Photography Department

1942: 

  • equipment purchased.

1944:

  • Two experienced photographers appointed.
  • Their main job was to reduce x-ray films to ¼ plate photographs to circumvent the increasing storage problems being experienced until then.

1946: 

  • All historical x-rays had been photographed so the photographers took images recording recovery from various injuries and also began a project to photograph certain bacteriological specimens as slides making then easier to interpret. 
  • They also started documenting skin lesions for the MRC industrial injuries research unit.

1947: 

  • Between 1945 and 1947, the number of negatives made increased from 1119 to 4958 and the number of prints from 4506 to 10652. 2500 feet of cine film were exposed in 1947.

Other staff

1947: 

  • The names of a pharmacist, rehabilitation officer and medical records officer appear for the first time in the Board report. It is notable that from 1941 onwards, the hospital always had two chaplains. 

Maintenance Department

  • During the war years, maintenance was kept to a minimum due to a shortage of skilled staff. 
  • By 1947 they had been given more working space with carpenter’s and engineers workshops. New machinery and equipment were installed in the kitchen and laundry.  
  • New mains and switch gear were installed in preparation for the rewiring of East Block. 
  • Modifications in the boiler house were made to ensure the boiler plant and steam system would be as economical as possible.

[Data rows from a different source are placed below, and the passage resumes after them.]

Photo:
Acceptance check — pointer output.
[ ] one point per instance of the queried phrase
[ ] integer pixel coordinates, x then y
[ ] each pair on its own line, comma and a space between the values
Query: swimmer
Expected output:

Road Injuries Research Group

  • Founded by Gissane and john Bull in 1960 at the suggestion of Dr Donald Stewart, chief medical officer of the Austin Motor Company and member of the governing body of the AA. 
  • BAH provided a room and the AA paid for a secretary for the first 10 years after which the MRC took over. 
  • The secretary was Miss Barbara Roberts, and she did all the donkey work from 1960 – 1985. First of all, she collated the details of all the fatal road accidents around Birmingham in 1960. 
  • Her information led to recommendations for design improvements to cars and lorries. The group also recommended combining the diagonal seat belt (favoured by the Swedes but risking strangulation if there was a side impact accident) and lap belt (favoured by the Americans) to produce the seat belts still in use today. They also looked at fatalities on the new M1 motorway. This work led to the introduction of collapsible, telescopic steering columns.